La bestia se apoya en todo lo que es indiferente, desde lo más pequeño hasta lo más grande de las naciones.

La aparente seguridad que siente la bestia, le hace vencer la débil fortaleza de los tibios de corazón. Ella es opulenta y se dice dichosa, porque todo el tiempo se alimenta del sufrimiento humano y de la indignación que sienten los que no son indiferentes.

La bestia es una gran estratega, recrea la indiferencia en las mentes humanas, y a los hombres débiles les hace sentir que siendo indiferentes se verán más fuertes. Esa indiferencia justifica los errores de las almas, y así ellas nunca consiguen salir del abismo en donde se colocaron.

La bestia se muestra poderosa en las falsas artes que ella imparte a la humanidad. Pero la atención en todo, hasta en lo más pequeño, no los hará indiferentes y, entonces, sabrán proteger el patrimonio espiritual que les fue confiado.

La indiferencia lleva a la irreverencia, y en ese estado no existe confianza en Dios. La bestia será derrotada cuando la mayoría deje de ser indiferente con el semejante y con toda la vida manifestada a su alrededor.

La indiferencia es como la gula, ella no para de crecer dentro de la consciencia. Quien actúa con inteligencia ya no sería tan indiferente. Pero la bestia se aprovecha de la limitación de los soldados. La acción determinante de la fe y de la consciencia, en estos tiempos, sacarían a muchos del abismo de la indiferencia.

Los ángeles del Cielo batallan con espadas de fuego para disipar la indiferencia que constantemente deja inmóvil la mente de las personas para que no puedan actuar y todo quede estático.

El camino hacia lo sagrado también protege a las consciencias, y la bestia no sabe que lo sagrado y lo reverente ascienden de plano a los buenos espíritus y los apartan de esa dolencia mundial.

La misión de los soldados de Cristo es cuidar los tesoros celestiales, así tendrán más consciencia espiritual para poder proteger todo el legado entregado.

La reverencia es el bálsamo protector de los autoconvocados; en donde existe reverencia no existe indiferencia. La reverencia podría ser el sendero que las almas recorrerían para sustituir la indiferencia planetaria y así cambiar los códigos humanos que llevan al deterioro de todo.
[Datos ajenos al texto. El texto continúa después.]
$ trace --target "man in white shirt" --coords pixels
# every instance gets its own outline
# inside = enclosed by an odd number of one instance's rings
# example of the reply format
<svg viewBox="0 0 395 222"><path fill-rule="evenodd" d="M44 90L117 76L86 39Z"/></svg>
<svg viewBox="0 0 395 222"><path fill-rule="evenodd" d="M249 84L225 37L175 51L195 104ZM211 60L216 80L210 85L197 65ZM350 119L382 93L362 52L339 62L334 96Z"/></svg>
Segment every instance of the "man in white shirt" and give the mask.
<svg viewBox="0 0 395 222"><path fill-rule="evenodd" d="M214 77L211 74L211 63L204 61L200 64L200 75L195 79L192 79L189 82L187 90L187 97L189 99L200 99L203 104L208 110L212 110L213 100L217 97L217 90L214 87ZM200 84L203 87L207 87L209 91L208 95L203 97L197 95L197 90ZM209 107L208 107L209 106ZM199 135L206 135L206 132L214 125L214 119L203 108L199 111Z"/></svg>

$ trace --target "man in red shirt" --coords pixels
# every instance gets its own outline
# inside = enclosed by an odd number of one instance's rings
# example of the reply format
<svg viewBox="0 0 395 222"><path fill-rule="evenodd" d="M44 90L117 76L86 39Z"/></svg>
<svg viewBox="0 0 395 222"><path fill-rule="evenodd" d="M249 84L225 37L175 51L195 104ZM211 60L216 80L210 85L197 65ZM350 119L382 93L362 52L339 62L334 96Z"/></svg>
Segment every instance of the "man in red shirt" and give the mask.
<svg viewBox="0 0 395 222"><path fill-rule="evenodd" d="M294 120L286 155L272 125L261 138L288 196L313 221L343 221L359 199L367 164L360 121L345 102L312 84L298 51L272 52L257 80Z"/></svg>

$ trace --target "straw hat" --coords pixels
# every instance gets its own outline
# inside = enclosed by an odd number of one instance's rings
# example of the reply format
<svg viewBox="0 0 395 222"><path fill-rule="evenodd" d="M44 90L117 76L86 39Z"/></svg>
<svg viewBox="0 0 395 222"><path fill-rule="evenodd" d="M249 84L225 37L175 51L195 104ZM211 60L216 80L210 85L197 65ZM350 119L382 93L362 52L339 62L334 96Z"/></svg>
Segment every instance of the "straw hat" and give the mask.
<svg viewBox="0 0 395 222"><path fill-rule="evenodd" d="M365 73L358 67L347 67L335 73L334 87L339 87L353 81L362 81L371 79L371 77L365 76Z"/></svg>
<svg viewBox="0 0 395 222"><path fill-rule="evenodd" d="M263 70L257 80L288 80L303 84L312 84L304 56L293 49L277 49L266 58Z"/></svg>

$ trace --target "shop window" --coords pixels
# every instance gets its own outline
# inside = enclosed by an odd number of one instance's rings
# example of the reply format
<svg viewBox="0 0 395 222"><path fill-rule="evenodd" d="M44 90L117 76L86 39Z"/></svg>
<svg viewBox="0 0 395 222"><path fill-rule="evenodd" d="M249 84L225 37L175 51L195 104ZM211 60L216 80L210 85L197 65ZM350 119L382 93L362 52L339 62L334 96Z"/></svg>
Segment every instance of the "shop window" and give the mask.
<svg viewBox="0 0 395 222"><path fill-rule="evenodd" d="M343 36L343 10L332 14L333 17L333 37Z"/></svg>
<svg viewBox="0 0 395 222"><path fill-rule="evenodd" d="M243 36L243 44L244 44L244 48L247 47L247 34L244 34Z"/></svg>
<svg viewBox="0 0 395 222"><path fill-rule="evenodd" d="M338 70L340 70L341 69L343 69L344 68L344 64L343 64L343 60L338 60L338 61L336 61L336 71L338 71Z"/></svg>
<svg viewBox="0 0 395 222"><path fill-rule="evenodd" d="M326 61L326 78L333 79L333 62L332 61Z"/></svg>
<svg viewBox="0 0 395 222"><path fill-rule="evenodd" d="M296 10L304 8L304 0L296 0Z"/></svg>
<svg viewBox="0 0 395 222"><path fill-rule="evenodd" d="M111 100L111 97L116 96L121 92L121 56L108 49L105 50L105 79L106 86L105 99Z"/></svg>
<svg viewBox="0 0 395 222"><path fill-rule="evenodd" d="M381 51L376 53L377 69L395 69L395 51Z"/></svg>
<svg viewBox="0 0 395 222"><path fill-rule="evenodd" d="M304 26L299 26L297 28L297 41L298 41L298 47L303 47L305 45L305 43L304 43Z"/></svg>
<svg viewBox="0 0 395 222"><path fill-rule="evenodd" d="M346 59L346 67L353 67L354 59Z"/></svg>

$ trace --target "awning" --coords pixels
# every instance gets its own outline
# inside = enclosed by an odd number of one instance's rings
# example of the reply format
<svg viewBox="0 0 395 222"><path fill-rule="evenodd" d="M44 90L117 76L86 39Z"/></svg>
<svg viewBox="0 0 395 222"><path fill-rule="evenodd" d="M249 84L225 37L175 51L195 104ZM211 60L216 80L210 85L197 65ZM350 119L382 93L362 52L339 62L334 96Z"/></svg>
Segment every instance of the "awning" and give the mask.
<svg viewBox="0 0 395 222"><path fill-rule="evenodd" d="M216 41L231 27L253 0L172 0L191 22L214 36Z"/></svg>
Para salir de la indiferencia, primero deben escuchar con humildad las indicaciones para dejar ese lugar.

Observen cómo muchas consciencias están muy ciegas por la indiferencia y no ven la verdadera necesidad de la humanidad, que es salir cuanto antes de esa indiferencia para caminar rumbo a la nueva humanidad.

El servicio los hará menos indiferentes y más despiertos para cambiar día a día un poco más.

La indiferencia ya tiene su soberanía en el mundo y ella debe ser exorcizada.

¡Les agradezco por responder a Mi llamado!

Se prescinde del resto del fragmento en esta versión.